The self-sacrificial and communal nature of the actual way of Jesus as described in the sermon on the mount eliminates the possibility of that life becoming haughty or self-reliant. That’s akin to saying an alcoholic could rely faithfully on the twelve steps without actually realizing that they’re an alcoholic in need of the twelve steps. It’s just not possible. They may begin that way, but they’ll either repent or quit because the steps themselves are far too humiliating and painful to allow the human ego to thrive. Humility is inherent in the praxis.
Now, I do think it’s very possible (and common) to walk the way of Christianity as we’ve defined it in the modern American west without relying on the grace of Christ, because that particular “way” is merely the way of consumption and spectatorship, which requires virtually no sacrifice and very little (if any) dependance on others. I know lots of people like that (including myself), and I’ll bet you do too.

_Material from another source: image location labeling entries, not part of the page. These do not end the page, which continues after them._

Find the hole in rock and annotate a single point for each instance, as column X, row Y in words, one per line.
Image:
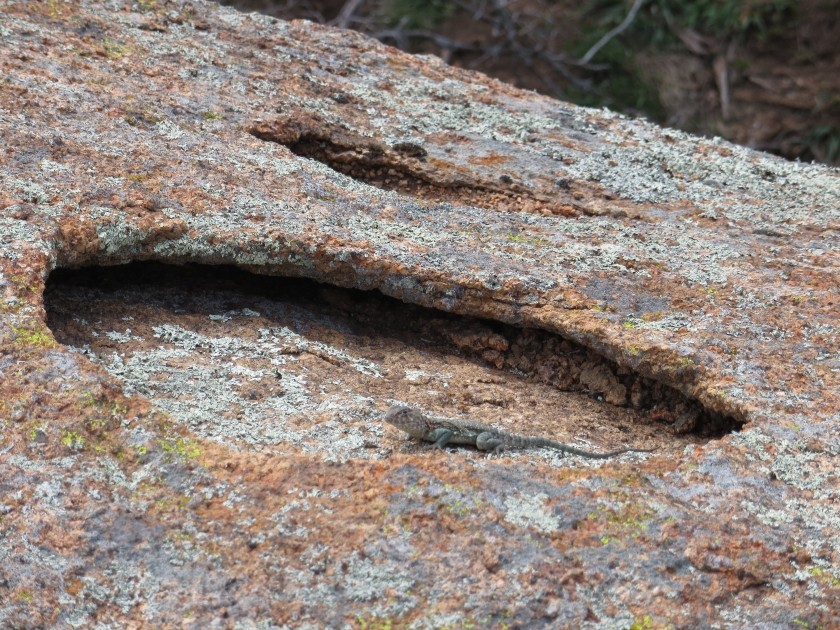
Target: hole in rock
column 292, row 365
column 404, row 168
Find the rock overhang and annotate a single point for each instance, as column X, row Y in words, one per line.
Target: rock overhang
column 156, row 131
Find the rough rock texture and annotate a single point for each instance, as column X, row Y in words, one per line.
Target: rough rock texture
column 690, row 281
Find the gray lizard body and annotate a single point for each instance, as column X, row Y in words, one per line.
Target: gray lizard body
column 483, row 436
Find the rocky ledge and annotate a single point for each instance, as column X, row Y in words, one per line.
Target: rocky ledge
column 230, row 243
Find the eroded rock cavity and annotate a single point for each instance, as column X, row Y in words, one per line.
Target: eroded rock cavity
column 290, row 364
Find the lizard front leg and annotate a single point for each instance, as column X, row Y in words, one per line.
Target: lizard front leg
column 440, row 436
column 489, row 441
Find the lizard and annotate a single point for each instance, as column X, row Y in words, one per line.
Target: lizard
column 483, row 436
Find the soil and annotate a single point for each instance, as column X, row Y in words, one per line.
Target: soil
column 783, row 91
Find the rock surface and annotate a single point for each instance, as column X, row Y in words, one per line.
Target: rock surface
column 182, row 449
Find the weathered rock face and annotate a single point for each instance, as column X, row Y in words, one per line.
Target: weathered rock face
column 199, row 446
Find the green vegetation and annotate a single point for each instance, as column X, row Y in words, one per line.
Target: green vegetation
column 184, row 448
column 73, row 440
column 417, row 14
column 662, row 25
column 31, row 337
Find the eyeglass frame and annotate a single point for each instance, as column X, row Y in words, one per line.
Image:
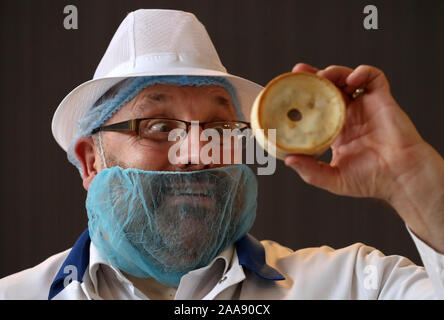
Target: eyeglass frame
column 132, row 125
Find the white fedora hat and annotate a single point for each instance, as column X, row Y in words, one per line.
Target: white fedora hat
column 149, row 43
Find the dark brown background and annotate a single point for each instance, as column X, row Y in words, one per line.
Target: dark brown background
column 42, row 200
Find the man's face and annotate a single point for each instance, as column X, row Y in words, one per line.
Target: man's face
column 203, row 104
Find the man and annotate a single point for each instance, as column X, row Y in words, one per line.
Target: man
column 162, row 229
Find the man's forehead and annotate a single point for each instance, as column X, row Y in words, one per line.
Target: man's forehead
column 162, row 94
column 175, row 90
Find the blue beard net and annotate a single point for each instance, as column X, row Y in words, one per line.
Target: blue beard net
column 127, row 89
column 163, row 224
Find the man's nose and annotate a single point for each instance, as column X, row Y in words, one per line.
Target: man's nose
column 189, row 157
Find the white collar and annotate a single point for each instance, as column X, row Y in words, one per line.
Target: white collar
column 196, row 283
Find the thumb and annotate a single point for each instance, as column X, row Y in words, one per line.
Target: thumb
column 316, row 173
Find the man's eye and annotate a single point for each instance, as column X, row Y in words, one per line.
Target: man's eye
column 161, row 127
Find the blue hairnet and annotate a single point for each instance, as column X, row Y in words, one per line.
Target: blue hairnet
column 152, row 224
column 127, row 89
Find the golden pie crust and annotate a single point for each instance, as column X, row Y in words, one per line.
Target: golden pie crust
column 307, row 111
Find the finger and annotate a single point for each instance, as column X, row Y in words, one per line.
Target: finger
column 316, row 173
column 336, row 74
column 367, row 77
column 304, row 67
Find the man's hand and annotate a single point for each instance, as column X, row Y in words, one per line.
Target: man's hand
column 380, row 154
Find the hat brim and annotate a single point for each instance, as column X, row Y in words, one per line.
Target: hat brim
column 74, row 106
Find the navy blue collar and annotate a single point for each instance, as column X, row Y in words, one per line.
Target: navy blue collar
column 250, row 251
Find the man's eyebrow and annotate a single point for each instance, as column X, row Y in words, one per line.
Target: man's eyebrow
column 222, row 100
column 159, row 97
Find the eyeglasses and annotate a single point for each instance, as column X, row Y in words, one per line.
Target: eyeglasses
column 158, row 129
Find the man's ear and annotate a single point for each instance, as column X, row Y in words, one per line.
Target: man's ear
column 86, row 154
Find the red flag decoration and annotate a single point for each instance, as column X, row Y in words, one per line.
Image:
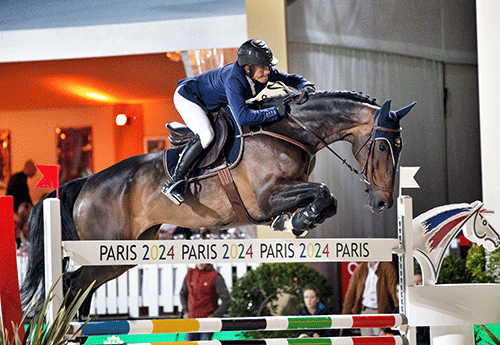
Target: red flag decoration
column 50, row 177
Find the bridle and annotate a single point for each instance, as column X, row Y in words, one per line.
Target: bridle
column 300, row 97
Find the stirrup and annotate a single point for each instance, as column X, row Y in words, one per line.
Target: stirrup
column 176, row 196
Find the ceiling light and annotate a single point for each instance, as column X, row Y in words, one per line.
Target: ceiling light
column 121, row 120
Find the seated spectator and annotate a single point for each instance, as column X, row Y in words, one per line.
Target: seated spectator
column 314, row 306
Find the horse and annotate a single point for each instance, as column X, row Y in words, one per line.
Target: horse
column 124, row 202
column 434, row 230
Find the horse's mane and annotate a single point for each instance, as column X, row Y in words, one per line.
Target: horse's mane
column 349, row 95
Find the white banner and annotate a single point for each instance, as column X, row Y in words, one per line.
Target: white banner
column 223, row 251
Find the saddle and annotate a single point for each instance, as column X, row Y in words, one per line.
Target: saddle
column 221, row 147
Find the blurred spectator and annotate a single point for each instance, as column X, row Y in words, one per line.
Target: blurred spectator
column 18, row 188
column 372, row 290
column 200, row 293
column 18, row 185
column 314, row 306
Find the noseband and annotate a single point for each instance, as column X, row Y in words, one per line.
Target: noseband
column 371, row 151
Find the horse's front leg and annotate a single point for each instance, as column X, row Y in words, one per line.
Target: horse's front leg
column 315, row 199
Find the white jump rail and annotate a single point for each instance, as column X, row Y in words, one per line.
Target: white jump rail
column 449, row 310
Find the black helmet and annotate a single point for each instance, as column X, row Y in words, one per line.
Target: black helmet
column 256, row 52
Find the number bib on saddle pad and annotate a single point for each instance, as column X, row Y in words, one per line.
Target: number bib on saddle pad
column 226, row 147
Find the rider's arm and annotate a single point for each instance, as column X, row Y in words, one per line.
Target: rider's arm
column 245, row 116
column 296, row 81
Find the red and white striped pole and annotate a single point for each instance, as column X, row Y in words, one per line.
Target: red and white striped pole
column 10, row 298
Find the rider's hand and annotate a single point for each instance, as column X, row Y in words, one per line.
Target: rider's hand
column 309, row 88
column 281, row 109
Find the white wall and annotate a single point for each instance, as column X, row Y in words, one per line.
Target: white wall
column 488, row 29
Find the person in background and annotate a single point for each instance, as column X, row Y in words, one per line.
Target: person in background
column 372, row 290
column 18, row 188
column 200, row 293
column 314, row 306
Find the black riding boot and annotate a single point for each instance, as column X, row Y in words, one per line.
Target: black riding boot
column 176, row 187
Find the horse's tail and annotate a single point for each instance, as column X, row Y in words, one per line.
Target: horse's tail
column 33, row 283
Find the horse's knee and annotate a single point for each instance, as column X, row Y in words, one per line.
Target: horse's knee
column 324, row 197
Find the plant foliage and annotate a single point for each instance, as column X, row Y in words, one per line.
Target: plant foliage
column 256, row 293
column 39, row 332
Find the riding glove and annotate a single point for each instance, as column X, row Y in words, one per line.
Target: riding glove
column 310, row 88
column 281, row 109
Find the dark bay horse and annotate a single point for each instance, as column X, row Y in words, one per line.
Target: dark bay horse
column 124, row 202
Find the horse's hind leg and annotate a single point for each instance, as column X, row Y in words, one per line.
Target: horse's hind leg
column 81, row 279
column 315, row 198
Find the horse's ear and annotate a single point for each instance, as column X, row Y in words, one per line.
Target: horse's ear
column 385, row 108
column 403, row 111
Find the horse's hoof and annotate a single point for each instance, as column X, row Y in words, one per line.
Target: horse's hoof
column 300, row 232
column 175, row 191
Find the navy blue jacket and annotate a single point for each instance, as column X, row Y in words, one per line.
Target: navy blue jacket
column 228, row 85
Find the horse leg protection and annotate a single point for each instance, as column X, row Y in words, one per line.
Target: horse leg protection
column 176, row 187
column 306, row 218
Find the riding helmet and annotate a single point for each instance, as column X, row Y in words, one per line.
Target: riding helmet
column 256, row 52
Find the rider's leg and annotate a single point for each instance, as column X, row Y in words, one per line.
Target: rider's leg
column 196, row 119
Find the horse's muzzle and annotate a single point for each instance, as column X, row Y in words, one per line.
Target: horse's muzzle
column 379, row 201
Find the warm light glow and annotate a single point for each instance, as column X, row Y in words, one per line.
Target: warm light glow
column 81, row 88
column 121, row 119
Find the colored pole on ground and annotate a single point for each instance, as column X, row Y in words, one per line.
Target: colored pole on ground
column 10, row 298
column 380, row 340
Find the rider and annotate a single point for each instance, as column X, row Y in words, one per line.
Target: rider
column 230, row 85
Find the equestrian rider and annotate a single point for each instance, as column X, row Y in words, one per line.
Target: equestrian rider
column 230, row 85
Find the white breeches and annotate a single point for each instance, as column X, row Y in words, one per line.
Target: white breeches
column 195, row 118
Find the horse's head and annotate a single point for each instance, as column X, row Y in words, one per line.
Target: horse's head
column 480, row 231
column 378, row 155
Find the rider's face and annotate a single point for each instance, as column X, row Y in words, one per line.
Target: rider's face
column 260, row 73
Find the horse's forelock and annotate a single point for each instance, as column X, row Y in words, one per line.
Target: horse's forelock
column 346, row 95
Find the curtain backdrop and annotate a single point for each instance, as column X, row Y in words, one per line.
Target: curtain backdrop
column 405, row 51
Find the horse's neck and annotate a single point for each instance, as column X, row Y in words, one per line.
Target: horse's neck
column 343, row 121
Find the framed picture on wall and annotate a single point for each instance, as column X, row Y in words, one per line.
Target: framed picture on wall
column 5, row 161
column 153, row 144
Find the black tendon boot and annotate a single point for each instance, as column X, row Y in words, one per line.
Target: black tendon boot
column 176, row 187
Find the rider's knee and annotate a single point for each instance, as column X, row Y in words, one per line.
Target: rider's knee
column 206, row 137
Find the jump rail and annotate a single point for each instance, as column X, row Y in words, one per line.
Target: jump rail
column 268, row 323
column 388, row 340
column 429, row 305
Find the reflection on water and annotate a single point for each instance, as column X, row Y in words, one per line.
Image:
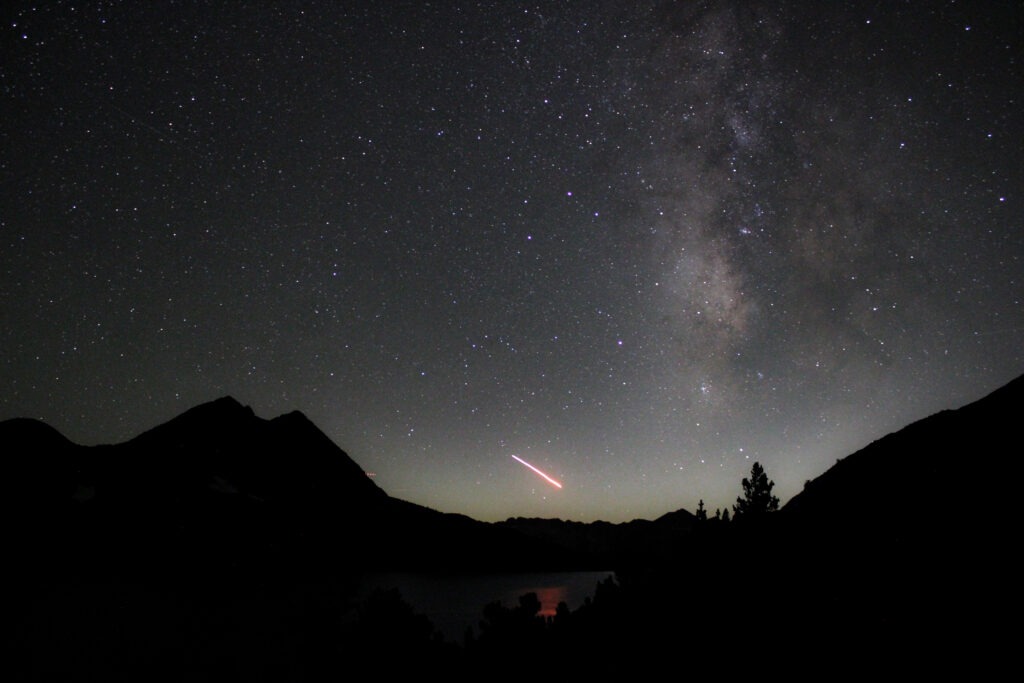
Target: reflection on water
column 455, row 603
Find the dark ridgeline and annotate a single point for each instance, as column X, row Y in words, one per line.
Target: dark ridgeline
column 220, row 492
column 228, row 538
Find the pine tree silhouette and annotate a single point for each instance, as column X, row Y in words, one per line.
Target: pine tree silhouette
column 757, row 499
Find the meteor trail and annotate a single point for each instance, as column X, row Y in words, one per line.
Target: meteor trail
column 538, row 471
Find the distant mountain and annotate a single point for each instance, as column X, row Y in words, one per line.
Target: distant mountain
column 220, row 489
column 944, row 473
column 609, row 544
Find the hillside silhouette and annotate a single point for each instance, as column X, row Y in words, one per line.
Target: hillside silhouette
column 899, row 555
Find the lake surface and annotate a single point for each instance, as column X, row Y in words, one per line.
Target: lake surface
column 454, row 603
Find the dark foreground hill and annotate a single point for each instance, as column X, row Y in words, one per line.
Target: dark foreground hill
column 218, row 491
column 898, row 558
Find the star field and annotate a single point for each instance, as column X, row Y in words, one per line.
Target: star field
column 639, row 247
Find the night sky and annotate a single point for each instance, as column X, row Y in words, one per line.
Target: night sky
column 639, row 245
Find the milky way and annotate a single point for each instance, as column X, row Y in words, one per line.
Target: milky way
column 640, row 247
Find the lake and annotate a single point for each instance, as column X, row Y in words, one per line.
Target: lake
column 455, row 602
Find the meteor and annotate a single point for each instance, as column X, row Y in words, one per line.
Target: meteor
column 550, row 480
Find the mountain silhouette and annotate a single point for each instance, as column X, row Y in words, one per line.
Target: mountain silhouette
column 218, row 488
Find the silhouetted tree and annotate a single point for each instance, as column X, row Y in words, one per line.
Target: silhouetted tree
column 757, row 498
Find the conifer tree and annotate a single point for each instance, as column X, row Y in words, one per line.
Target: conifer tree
column 757, row 498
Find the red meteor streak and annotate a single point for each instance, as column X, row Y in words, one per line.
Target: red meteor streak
column 538, row 471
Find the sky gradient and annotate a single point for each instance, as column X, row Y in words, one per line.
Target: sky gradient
column 638, row 246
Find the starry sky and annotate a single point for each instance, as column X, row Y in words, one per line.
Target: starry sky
column 638, row 245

I think Keller’s mistake is that he’s confusing a life of actual virtue (the way of Jesus) with a life of vain religious practice. Vain religious practice is, of course, famously condemned in scripture, but the life that Jesus models and teaches is not merely another set of religious practices. It is far too deep and broad to be faked or practiced vainly. Paul has much to say about this in his Galatians rant. Jesus and virtue cannot be separated.
Hi Ben,
I met you once at the missional seeding thing you hosted. Hate to butt in, but just wanted to say that this has been on my mind since you posted it.
I really do think this is the crux of the issue for a lot of “church people.” In fact, I wonder if we don’t all struggle with walking that fine line between trying to follow Jesus (in our own power) and learning to live in grace.
And I don’t know that they need to be mutually exclusive in order to be different and separate things.
Anyway, I haven’t read this book yet, but it’s been on my “want to read” list for some time. So thanks for posting this.
The more I’ve thought about the quote, the more I agree with you, Jason. Thanks for delineating the distinction so well.
Following on from your thoughts, then, I wonder if the phenomenon Keller is describing is only euphemestically described as “following Jesus” – i.e. I am following the Jesus in my head who basically just preached “Be nice to others.”
You see this in some so-called “liberal” forms of Christianity, where to be a Christian and “follow Jesus” basically just means to try to be a little nicer to people.
An actual following of Jesus that includes reading his words in Scripture and realizing what he was actually saying will never lead to a naive assumption that following Jesus means relying on my own moral effort. Following Jesus as teacher flows naturally from receiving him as Savior. Likewise, seeing him as Savior leads naturally to following him as Lord. I agree that they ought not to be separated.
To be fair to Keller, I think he’d probably agree, too. I quoted only a few words from his book, and he was just making one point.
“…what makes us Christians isn’t how well we follow Jesus, but the fact that we are complete and utter failures who have been accepted and blessed by God because of what Jesus did for us on the cross.”
Amen! Exactly!
The emphasis shifts when WE follow Jesus. He comes TO US. He died FOR US.
That puts the emphasis where it belongs and outs the onus on Jesus and His work…FOR US.
Thanks!
“Complete and utter failures”?
I don’t know what that means. I don’t know any complete and utter failures.
In answer to your question, I reckon an emphasis on following Jesus probably does make it more difficult to remember that we are complete and utter failures, if that is the definition of “the gospel of grace”. I never thought about the gospel of grace that way. But I can see how some would.
But yeah, I’m definitely tracking with Tim Keller’s quote. Living morally and avoiding sin are WAY overrated.